As farmácias do Brasil adotaram um novo modelo de negócios que tem gerado lucros bilionários ao utilizar dados de saúde de seus clientes para direcionar publicidade segmentada. Ao fornecer o CPF em troca de descontos, os consumidores, muitas vezes sem perceber, estão permitindo que suas informações de saúde sejam coletadas e usadas para alavancar as vendas das redes farmacêuticas. De acordo com uma reportagem da jornalista Amanda Rossi, do UOL, esse esquema está em plena atividade, com a RaiaDrogasil sendo uma das principais participantes por meio da RD Ads, empresa de publicidade do grupo.
Ao fornecer o CPF, os clientes têm acesso a descontos que podem ultrapassar 70%, mas acabam alimentando um banco de dados que guarda informações detalhadas, como histórico de doenças e medicamentos utilizados. A RaiaDrogasil, maior rede de farmácias do Brasil, armazena informações de aproximadamente 48 milhões de clientes, que são posteriormente utilizadas para direcionar anúncios em plataformas como o YouTube e o Facebook, gerando lucros milionários.

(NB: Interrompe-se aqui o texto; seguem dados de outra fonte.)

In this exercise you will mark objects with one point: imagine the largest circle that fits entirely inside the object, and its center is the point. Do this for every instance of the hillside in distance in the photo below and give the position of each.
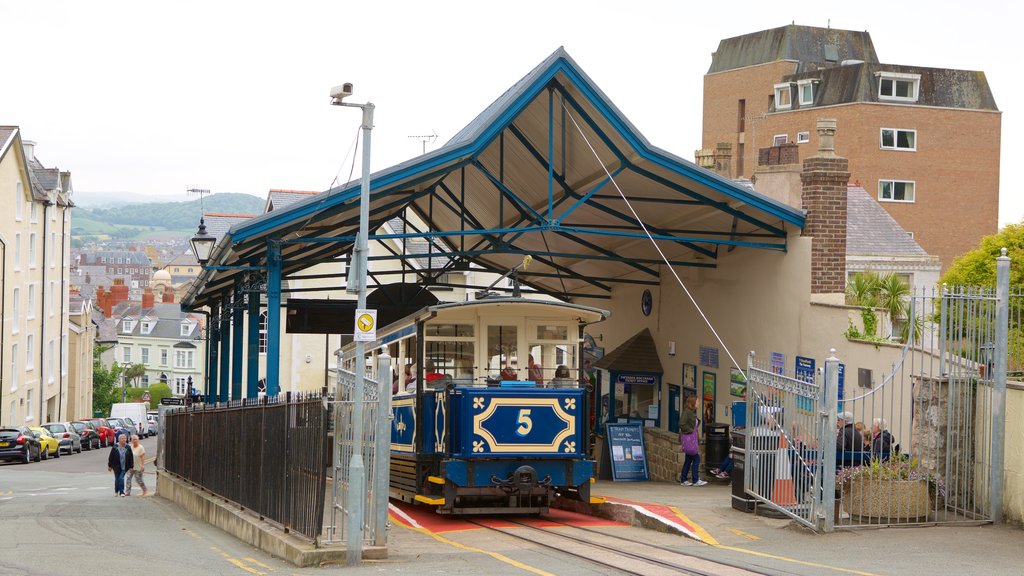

Vitor Bertoncini, CEO da RD Ads, destacou em um podcast para investidores que essa prática é quase exclusiva do Brasil, pois, em outros países, como os Estados Unidos, pedir o CPF para fins comerciais seria algo impensável. Ele compara a prática ao uso do Social Security Number nos EUA, onde essa solicitação comercial poderia acarretar em problemas legais.
Embora os descontos oferecidos nas farmácias pareçam vantajosos, a reportagem sugere que os preços sem CPF são inflacionados de forma proposital. Um exemplo citado foi o preço de um medicamento, nimesulida, que custava R$ 31,78 sem CPF, mas caía para R$ 8,50 ao fornecer o número. Além disso, o mesmo medicamento é vendido por valores muito menores para órgãos públicos e hospitais, indicando que o preço cheio pode ser artificialmente elevado para incentivar a entrega dos dados pessoais.
Esses dados coletados vão muito além de simples compras de medicamentos. A RD Ads segmenta os consumidores em até 20 categorias, como “sênior debilitado” ou “sênior ativo”, o que permite direcionar anúncios ainda mais precisos. Um caso destacado na matéria revelou que a segmentação de pais com filhos pequenos resultou em um aumento de 20% nas vendas de produtos infantis.
No entanto, o uso de dados de saúde para fins comerciais ainda levanta debates sobre privacidade. A Lei Geral de Proteção de Dados (LGPD) considera as informações de saúde como dados sensíveis, exigindo maior cuidado e proteção. Apesar da RaiaDrogasil afirmar que os dados são anonimizados, há dúvidas se essa prática é suficiente para garantir o cumprimento da lei.
Além do CPF, a coleta de dados biométricos também já foi alvo de polêmicas. Em 2021, farmácias que solicitavam impressões digitais para conceder descontos foram alvo de protestos, o que levou o Procon e o Instituto de Defesa do Consumidor (Idec) a intervir. A exigência da biometria foi suspensa, mas o pedido do CPF permanece comum.
Os brasileiros que desejam saber quais dados suas farmácias têm armazenado podem recorrer aos direitos garantidos pela LGPD, que permite o acesso e a correção ou exclusão dessas informações. É possível solicitar esses dados diretamente nas farmácias ou via seus sites.